CATEGORY: Data Quality, Profiling & Augmentation
REVIEWER: Paul Nettle, data cleansing manager, Defence Logistics Organization, Ministry of Defence.
BACKGROUND: The Defence Logistics Organization (DLO) exists to sustain UK military capability, current and future. Its role is to deliver effective and integrated logistics support and information services to the front line and across Ministry of Defence (MoD) at best value for defense. UK Armed Forces comprise The Royal Navy, the British Army and the Royal Air Force.
PLATFORMS: We run Avellino Discovery on an IBM DRS 6000 under AIX with Microsoft Windows at the desktop. Many other environments are supported.
PROBLEM SOLVED: Historically, each of the three UK Armed Forces had an entirely separate supply organization. These have been restructured into one supply chain under the DLO, although still supported by three disparate central supply IT systems. The IT systems behind the three operations are entirely different, for example, in business processes, hardware platforms, operating systems, data design and the codes used for inventory items (e.g., packaging, unit of issue or hazard classification). The role of The Cleansing Project (TCP) is to ensure the data from these disparate systems is made ready for successful integration into a single DLO IT system. To do so, we need to understand the source data, determine its quality, accuracy and its conformance to standards such as NATO stock codes and other requirements. Because the three central supply systems contain more than 1.7 million records in total, it would be physically and economically impossible to analyze this data manually. The DLO selected a number of tools to automate the data cleansing process, and Avellino Discovery was chosen to profile and analyze the source data and to highlight data quality problems automatically.
PRODUCT FUNCTIONALITY: Avellino Discovery enables us to automatically identify data quality problems, thus ensuring that the DLO efficiently delivers the right goods to the right place at the right time. In the two years following project commencement, TCP has delivered supply chain cost savings of approximately $30 million and removed data inaccuracies and inconsistencies leading to the elimination of duplicate and obsolete items. Discovery has identified significant data quality problems within millions of data rows. It has done this quickly and economically. We also use it to monitor data quality over time, which means we can see whether dirty data is being cleaned speedily and new data being assimilated accurately.

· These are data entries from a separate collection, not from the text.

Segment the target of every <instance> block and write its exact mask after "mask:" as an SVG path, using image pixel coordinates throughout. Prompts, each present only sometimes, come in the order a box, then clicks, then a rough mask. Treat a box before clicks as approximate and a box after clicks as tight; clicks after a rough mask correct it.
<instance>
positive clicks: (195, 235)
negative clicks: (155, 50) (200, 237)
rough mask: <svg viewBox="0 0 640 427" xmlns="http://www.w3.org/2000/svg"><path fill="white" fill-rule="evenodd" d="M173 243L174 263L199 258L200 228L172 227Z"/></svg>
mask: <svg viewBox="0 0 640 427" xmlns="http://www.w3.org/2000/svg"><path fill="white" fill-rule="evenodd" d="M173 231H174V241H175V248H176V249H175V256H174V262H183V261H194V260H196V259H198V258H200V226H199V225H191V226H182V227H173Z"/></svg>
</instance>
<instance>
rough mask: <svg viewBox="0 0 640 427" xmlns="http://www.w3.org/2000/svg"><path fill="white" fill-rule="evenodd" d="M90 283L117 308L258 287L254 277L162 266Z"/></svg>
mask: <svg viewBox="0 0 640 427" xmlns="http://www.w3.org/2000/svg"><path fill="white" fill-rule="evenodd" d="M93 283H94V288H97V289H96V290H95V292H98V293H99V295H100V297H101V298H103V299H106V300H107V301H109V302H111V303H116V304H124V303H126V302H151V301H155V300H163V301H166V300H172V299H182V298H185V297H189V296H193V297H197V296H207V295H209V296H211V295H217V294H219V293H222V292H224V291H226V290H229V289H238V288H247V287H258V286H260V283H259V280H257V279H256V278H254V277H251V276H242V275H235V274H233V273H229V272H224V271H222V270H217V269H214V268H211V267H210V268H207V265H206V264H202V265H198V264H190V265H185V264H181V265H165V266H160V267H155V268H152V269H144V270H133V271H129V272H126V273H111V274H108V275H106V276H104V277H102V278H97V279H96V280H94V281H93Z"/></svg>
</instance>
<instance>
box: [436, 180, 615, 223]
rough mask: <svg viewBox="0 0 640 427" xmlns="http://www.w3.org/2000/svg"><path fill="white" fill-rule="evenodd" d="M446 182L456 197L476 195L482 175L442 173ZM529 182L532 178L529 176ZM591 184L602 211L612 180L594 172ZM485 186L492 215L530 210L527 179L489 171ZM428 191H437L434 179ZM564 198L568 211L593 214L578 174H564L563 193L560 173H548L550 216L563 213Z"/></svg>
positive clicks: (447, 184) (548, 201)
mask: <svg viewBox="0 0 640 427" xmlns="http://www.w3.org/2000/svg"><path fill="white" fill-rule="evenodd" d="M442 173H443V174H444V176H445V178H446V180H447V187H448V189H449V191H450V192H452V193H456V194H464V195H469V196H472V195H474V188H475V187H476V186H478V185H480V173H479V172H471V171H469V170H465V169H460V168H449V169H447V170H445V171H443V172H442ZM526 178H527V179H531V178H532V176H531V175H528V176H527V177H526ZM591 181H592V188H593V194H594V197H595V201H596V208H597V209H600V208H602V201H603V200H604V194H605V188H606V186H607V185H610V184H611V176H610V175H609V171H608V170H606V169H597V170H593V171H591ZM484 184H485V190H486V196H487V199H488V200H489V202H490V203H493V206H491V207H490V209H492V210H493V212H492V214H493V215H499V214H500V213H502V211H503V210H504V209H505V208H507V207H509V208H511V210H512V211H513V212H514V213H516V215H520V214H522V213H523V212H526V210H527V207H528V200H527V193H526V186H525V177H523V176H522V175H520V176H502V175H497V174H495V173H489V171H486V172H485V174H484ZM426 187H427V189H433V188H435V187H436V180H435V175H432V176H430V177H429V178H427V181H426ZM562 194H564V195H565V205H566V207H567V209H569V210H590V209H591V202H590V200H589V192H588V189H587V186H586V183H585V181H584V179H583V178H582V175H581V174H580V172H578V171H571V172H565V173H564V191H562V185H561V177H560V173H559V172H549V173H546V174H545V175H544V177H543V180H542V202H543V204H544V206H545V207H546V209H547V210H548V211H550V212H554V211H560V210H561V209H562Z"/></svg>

STRENGTHS: We have calculated that in our environment, Discovery can carry out approximately 178 person-years of manual analysis in just one hour. It's fast, it handles very large data volumes (terabytes) and we have found it to be totally accurate. Its architecture also offers a very valuable and fast drill-down feature enabling the user to display a set of rows, an individual row and even individual attributes. The graphical representation of analysis is excellent and means not only that users can quickly absorb the findings, but also that users can effectively communicate the impact of data issues to business decision-makers.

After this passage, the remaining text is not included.